ML Flow Checkpointing #1938

wanderingweights · 2024-10-02T01:43:20Z

Please check that this issue hasn't been reported before.

I searched previous Bug Reports didn't find any similar reports.

Expected Behavior

I have the below config and I was hoping to have the model checkpoints saving as artifacts but I only get the metrics and config saving.

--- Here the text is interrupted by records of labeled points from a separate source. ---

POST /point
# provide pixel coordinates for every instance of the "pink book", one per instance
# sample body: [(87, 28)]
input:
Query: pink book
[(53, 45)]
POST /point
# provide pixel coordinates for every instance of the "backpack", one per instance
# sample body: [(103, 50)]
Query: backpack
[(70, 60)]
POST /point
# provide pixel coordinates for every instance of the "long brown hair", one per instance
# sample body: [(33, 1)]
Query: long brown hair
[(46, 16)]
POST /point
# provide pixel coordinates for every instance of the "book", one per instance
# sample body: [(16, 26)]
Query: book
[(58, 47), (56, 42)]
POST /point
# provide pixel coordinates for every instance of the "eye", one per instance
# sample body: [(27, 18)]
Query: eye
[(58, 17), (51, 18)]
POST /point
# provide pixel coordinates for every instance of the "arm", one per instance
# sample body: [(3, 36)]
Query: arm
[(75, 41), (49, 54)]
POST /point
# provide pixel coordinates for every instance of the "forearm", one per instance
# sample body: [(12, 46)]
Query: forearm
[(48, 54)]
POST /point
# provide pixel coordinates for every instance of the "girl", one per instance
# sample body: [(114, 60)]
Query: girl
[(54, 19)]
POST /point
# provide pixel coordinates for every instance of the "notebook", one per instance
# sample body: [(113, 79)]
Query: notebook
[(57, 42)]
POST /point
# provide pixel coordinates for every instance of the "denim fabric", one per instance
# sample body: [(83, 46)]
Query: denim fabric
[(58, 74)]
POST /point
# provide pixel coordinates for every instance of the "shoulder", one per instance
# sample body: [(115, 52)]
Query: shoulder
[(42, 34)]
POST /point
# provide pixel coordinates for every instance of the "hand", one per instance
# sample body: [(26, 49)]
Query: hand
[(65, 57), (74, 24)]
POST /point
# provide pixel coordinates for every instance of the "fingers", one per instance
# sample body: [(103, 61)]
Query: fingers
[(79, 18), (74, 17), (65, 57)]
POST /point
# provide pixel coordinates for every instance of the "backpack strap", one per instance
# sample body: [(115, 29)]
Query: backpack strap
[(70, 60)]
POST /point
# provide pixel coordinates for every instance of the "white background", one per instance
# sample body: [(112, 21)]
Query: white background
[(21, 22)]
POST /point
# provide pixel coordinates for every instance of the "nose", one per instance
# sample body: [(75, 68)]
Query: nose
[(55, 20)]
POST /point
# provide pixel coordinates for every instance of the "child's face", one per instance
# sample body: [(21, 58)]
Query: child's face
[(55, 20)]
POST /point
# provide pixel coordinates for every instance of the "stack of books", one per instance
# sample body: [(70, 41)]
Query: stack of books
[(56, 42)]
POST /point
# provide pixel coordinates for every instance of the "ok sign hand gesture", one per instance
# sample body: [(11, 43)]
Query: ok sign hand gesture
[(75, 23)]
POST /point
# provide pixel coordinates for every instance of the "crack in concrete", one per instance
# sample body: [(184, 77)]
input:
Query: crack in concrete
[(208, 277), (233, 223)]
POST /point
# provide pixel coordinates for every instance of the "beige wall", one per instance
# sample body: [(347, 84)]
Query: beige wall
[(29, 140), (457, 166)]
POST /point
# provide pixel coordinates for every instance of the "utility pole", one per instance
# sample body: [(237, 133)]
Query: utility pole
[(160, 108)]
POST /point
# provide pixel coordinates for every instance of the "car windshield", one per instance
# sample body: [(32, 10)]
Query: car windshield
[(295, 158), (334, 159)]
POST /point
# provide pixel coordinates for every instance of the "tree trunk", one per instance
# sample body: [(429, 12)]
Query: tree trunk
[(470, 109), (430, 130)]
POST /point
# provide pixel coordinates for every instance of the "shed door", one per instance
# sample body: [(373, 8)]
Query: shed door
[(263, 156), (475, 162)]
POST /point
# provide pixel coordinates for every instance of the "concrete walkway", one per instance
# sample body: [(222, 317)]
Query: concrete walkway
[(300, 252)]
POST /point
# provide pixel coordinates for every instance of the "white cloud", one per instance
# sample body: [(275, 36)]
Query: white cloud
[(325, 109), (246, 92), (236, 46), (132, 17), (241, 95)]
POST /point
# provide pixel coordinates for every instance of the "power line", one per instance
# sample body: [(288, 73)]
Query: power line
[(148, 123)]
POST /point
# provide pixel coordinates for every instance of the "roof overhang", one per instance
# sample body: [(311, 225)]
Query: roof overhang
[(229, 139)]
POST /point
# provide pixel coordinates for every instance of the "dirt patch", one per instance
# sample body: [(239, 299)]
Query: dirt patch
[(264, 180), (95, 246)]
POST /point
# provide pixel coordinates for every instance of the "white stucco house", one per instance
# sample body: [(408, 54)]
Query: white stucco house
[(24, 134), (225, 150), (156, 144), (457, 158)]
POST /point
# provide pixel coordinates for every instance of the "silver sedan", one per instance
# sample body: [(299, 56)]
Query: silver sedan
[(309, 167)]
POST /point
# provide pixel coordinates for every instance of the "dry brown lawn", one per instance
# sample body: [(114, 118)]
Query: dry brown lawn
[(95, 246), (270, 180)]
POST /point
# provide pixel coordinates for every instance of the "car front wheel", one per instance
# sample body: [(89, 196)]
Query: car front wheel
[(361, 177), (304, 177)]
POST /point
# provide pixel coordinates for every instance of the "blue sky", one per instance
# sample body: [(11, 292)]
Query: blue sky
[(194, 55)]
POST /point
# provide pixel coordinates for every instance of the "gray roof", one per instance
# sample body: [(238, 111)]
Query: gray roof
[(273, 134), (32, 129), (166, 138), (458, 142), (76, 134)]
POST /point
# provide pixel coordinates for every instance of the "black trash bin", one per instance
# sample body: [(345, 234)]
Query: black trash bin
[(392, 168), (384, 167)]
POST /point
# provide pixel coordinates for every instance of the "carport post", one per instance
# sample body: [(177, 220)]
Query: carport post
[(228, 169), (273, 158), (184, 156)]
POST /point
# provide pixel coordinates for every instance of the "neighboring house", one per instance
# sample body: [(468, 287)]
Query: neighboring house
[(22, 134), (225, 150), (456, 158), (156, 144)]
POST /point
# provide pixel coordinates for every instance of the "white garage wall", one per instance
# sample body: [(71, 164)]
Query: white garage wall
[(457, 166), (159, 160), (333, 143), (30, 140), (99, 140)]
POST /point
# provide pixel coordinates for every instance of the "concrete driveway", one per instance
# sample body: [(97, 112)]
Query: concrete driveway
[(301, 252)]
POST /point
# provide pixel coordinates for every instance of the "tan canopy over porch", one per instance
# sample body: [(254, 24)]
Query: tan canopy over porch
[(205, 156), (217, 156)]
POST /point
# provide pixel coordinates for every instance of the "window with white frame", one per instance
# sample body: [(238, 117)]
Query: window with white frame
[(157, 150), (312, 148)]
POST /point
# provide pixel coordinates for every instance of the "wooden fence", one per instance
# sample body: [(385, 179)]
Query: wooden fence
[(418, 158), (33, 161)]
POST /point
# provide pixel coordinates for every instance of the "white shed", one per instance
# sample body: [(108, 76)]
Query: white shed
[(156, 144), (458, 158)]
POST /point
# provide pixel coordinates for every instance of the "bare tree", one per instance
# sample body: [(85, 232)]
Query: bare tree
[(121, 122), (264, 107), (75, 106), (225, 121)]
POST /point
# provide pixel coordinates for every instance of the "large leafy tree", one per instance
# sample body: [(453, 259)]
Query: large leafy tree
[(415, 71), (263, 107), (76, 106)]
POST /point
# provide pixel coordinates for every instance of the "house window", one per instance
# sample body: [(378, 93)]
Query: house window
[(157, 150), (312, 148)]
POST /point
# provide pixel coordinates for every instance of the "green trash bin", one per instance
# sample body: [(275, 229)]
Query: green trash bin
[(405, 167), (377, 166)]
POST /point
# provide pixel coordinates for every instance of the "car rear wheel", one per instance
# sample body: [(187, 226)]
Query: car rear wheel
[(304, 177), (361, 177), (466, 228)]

Is this expected to work or am I missing something?

Thanks for looking over!

Current behaviour

No model checkpoints.

Steps to reproduce

I use the docker image:

"winglian/axolotl:main-latest"

hf login

then

accelerate launch -m axolotl.cli.train theconfig.yml

Config yaml

base_model: NousResearch/Meta-Llama-3-8B-Instruct
model_type: LlamaForCausalLM
tokenizer_type: AutoTokenizer

load_in_8bit: true
load_in_4bit: false
strict: false

chat_template: llama3
datasets:
  - path: base.yml
    type: alpaca
    ds_type: json

dataset_prepared_path:
val_set_size: 0.05
output_dir: attempt_1

sequence_len: 4096
sample_packing: false
pad_to_sequence_len: true

adapter: lora
lora_model_dir:
lora_r: 32
lora_alpha: 16
lora_dropout: 0.05
lora_target_linear: true
lora_fan_in_fan_out:

mlflow_tracking_uri: ml_flow_url
mlflow_experiment_name: test_1
hf_mlflow_log_artifacts: true

gradient_accumulation_steps: 4
micro_batch_size: 2
num_epochs: 1
optimizer: adamw_bnb_8bit
lr_scheduler: cosine
learning_rate: 0.0002

train_on_inputs: false
group_by_length: false
bf16: auto
fp16:
tf32: false

gradient_checkpointing: true
early_stopping_patience:
resume_from_checkpoint:
local_rank:
logging_steps: 1
xformers_attention:
flash_attention: true
s2_attention:

hub_model_id: some_repo
hub_strategy: checkpoint
hub_token: 

  
save_steps: 5
save_strategy: steps
warmup_steps: 10
evals_per_epoch: 4
eval_table_size:
eval_max_new_tokens: 128
max_steps: 10
debug:
deepspeed:
weight_decay: 0.0
fsdp:
fsdp_config:
special_tokens:
   pad_token: " "

Possible solution

No response

Which Operating Systems are you using?

Linux
macOS
Windows

Python Version

3.10

axolotl branch-commit

winglian/axolotl:main-latest

Acknowledgements

My issue title is concise, descriptive, and in title casing.
I have searched the existing issues to make sure this bug has not been reported yet.
I am using the latest version of axolotl.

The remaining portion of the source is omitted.